Geschichte der Lepra

Der Ursprung der Lepra wird in Ostafrika oder Indien vermutet. Sie wurde bereits in biblischen Schriften, in ägyptischen Papyri sowie in Schriften der indischen und chinesischen Kultur gefunden. Damals verbreitete die Krankheit noch viel Angst und Schrecken, da sie die Betroffenen verstümmelte, arbeitsunfähig machte und schließlich tödlich endete. Deshalb wurden die Erkrankten sozial ausgegrenzt und schließlich sogar in ghetto-ähnliche Leprakolonien geschickt.

Eine der bekanntesten dieser Leprakolonien ist Spinalonga, nordöstlich der Insel Kreta in Griechenland. Anfang des 20. Jahrhunderts diente Spinalonga als eine solche Quarantäne für Leprakranke, die sie bis zu ihrem Tode auch nicht mehr verlassen durften. Nach der Einführung von Dapson, einem Medikament gegen Lepra, im Jahr 1948 durften die ersten Spinalonga-Bewohner ihr Exil wieder aufgeben und sich in die Gesellschaft reintegrieren. Kurze Zeit später wurden die Wirkstoffe Clofazimin und Rifampicin in den Jahren 1962 und 1971 zum ersten Mal für die Lepra-Therapie eingesetzt und haben seitdem zur starken Eingrenzung der Erkrankung geführt.

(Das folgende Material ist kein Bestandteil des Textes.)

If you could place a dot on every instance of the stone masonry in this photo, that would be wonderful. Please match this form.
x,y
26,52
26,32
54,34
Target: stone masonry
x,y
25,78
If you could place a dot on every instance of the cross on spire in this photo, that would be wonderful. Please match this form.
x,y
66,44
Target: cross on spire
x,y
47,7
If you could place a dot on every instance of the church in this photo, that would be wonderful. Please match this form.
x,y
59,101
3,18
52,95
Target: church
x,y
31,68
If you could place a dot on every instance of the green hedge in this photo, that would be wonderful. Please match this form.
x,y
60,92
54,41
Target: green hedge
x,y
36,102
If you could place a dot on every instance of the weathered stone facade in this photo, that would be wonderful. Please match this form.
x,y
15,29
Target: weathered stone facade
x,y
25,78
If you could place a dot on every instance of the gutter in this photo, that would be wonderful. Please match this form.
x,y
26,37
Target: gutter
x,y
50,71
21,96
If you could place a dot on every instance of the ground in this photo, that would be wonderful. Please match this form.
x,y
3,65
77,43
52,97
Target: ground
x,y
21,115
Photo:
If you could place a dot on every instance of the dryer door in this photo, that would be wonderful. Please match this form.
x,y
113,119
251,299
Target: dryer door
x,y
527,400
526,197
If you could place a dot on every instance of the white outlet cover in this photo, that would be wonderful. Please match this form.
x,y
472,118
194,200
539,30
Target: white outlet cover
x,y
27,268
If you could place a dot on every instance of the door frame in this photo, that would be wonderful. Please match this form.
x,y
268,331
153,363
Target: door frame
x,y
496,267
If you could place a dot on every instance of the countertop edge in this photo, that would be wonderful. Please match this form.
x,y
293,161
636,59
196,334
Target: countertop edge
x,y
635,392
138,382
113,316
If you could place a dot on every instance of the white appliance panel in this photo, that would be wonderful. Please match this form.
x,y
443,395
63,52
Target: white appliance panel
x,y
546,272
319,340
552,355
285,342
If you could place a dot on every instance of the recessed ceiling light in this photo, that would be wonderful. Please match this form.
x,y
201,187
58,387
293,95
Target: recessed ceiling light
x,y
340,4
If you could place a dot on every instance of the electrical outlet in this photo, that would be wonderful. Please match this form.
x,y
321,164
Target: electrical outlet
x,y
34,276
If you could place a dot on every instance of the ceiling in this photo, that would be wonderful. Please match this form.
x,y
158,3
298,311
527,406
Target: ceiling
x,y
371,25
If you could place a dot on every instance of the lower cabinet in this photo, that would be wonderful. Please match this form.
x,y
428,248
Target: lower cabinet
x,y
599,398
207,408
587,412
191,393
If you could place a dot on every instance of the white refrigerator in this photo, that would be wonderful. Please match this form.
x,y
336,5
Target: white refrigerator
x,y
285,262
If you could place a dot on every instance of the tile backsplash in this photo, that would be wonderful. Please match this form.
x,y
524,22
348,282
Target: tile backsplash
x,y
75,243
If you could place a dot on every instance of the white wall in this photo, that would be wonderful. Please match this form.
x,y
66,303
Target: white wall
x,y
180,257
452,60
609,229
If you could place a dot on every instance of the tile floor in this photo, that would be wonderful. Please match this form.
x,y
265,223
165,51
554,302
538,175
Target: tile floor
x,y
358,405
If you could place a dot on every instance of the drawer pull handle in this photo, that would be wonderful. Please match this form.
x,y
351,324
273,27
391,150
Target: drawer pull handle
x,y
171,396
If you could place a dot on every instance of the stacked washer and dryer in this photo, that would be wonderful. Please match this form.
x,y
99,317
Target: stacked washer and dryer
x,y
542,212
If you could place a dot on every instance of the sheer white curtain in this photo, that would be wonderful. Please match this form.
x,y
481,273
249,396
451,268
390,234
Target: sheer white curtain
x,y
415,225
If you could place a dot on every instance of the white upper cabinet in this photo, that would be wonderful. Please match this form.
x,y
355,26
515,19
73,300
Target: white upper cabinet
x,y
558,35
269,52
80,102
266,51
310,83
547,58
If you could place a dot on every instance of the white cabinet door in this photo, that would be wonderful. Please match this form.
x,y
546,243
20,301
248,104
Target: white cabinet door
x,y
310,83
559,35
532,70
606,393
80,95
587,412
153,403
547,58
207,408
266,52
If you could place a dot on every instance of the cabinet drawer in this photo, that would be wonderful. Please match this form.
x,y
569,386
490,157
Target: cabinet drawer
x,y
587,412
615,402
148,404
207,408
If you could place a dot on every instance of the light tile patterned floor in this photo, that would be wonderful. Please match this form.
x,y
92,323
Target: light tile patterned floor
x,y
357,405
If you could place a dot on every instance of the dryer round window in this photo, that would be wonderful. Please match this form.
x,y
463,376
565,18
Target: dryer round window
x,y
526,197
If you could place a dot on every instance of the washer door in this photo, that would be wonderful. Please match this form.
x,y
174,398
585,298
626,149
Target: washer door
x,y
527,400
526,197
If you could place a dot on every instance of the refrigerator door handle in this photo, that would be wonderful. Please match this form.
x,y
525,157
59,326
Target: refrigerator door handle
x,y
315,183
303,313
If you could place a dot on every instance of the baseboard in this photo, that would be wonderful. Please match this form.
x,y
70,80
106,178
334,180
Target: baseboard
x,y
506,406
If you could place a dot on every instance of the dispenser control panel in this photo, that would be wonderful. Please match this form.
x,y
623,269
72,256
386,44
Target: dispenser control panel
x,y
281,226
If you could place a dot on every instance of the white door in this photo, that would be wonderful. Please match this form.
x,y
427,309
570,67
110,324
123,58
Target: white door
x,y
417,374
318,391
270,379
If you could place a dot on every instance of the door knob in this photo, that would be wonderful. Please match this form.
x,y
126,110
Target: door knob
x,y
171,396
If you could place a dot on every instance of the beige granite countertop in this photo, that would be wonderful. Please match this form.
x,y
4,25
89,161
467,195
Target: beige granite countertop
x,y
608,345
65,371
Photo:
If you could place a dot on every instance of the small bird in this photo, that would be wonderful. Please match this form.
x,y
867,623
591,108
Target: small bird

Dieser Umgang mit Leprakranken war damals nicht unüblich. Japan war eines der Länder, welches noch bis 1996 an dieser Segregationspolitik festhielt. 2019 entschädigte die japanische Regierung Angehörige Leprakranker ohne Widerspruch gegen ein Gerichtsurteil, an dem 541 Kläger beteiligt waren.